The group is also talking to Bombardier about the possibility of establishing a factory-authorized service center here. Its TAG Farnborough Engineering subsidiary already provides line maintenance for a wide variety of business aircraft and is especially experienced with Raytheon Beechcraft and Hawker types.
Alongside the new three-story terminal building is a 120,000-sq-ft hangar/office structure topped with an unusual, wave-like roof. Office space at the airport now measures 270,000 sq ft and the TAG board of directors recently approved plans to build another 120,000-sq-ft structure that would mirror the one next to the terminal. This new facility, with its additional office space, is expected to open in 2008. The airport also boasts some 15 acres of ramp space and a state-of-the-art air traffic control tower.
Passengers and crew can be welcomed in the terminal’s spacious atrium, or accompanied directly through to airside via a gate by the side of the building. Next to the atrium on the ground floor is the main passenger lounge. Just beyond this is a spacious private lounge that can be partitioned off for privacy.
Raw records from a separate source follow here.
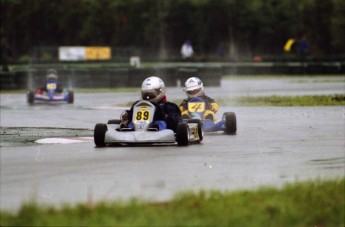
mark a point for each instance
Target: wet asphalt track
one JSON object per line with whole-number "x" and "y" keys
{"x": 273, "y": 146}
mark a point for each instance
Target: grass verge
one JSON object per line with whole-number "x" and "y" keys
{"x": 309, "y": 100}
{"x": 311, "y": 203}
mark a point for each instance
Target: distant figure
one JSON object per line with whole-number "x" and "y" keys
{"x": 51, "y": 77}
{"x": 303, "y": 47}
{"x": 6, "y": 54}
{"x": 187, "y": 50}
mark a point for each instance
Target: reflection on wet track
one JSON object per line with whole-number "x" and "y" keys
{"x": 273, "y": 146}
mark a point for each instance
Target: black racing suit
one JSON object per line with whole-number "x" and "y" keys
{"x": 166, "y": 111}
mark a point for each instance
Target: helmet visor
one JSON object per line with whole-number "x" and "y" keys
{"x": 150, "y": 94}
{"x": 193, "y": 92}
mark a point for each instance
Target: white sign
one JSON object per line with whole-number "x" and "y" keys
{"x": 72, "y": 53}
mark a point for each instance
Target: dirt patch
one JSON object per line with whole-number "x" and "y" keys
{"x": 19, "y": 136}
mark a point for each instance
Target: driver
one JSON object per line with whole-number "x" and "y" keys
{"x": 153, "y": 90}
{"x": 51, "y": 76}
{"x": 195, "y": 88}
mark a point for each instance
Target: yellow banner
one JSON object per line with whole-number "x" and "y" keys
{"x": 97, "y": 53}
{"x": 288, "y": 45}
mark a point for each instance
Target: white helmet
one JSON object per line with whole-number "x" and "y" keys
{"x": 153, "y": 89}
{"x": 52, "y": 74}
{"x": 193, "y": 87}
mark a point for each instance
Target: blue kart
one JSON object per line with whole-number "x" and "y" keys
{"x": 197, "y": 109}
{"x": 50, "y": 94}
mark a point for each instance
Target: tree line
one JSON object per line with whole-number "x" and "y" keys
{"x": 223, "y": 28}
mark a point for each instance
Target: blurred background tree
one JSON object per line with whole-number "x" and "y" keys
{"x": 242, "y": 28}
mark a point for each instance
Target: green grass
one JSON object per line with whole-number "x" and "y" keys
{"x": 310, "y": 100}
{"x": 311, "y": 203}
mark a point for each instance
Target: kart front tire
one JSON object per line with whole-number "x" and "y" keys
{"x": 70, "y": 98}
{"x": 200, "y": 127}
{"x": 230, "y": 123}
{"x": 114, "y": 121}
{"x": 99, "y": 134}
{"x": 182, "y": 134}
{"x": 30, "y": 97}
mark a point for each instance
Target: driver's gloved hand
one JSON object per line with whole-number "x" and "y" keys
{"x": 124, "y": 119}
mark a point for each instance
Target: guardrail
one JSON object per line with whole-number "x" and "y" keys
{"x": 173, "y": 74}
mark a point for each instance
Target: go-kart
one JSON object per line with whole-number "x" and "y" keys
{"x": 50, "y": 94}
{"x": 144, "y": 130}
{"x": 197, "y": 110}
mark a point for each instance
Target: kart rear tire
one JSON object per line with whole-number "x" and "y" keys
{"x": 70, "y": 97}
{"x": 99, "y": 134}
{"x": 114, "y": 121}
{"x": 30, "y": 97}
{"x": 230, "y": 123}
{"x": 200, "y": 127}
{"x": 182, "y": 134}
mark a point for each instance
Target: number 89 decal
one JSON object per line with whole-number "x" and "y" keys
{"x": 142, "y": 115}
The building also offers a 30-seat boardroom fully equipped with audiovisual equipment for presentations. There is a private dining room and a café with a full kitchen that can provide catering for flights. Also on the ground-floor is a good-sized bathroom with shower.
Customs, immigration and police officers have their own premises in the terminal. Passengers on flights that do not have to be security-screened (noncommercial operations, or aircraft weighing less than 10 metric tons and carrying fewer than 20 seats) can get from the airport’s entrance gate to their aircraft stairway in barely five minutes. With screening, it takes about 10 minutes.
On the second floor of the new terminal there is a flight operations suite, and nearby a pilot lounge offering reclining seats for naps, as well as high-speed Internet access. The whole building is equipped for wireless connection.
This year Farnborough is expected to receive 21,000 movements–almost an 8-percent increase over the 19,500 handled in 2005. Under an agreement with the local Rushmoor Borough Council, the airport is restricted to 28,000 movements each year–a limit that is set to be reached by 2010.
TAG has planning approval to build a new hotel here at Farnborough that is expected to open by the end of 2007 (in time for the next airshow) and will include a mix of three- and four-star accommodations to suit both air crew and executives. The building will be erected on the site of the former Royal Air Force officer’s mess, close to the airshow’s main entrance.
Here at FI2006, TAG Aviation sister company TAG Aeronautics can be found in Chalet B26. The company is sales representative for Bombardier business aircraft and regional airliners in the Arab League states and Turkey.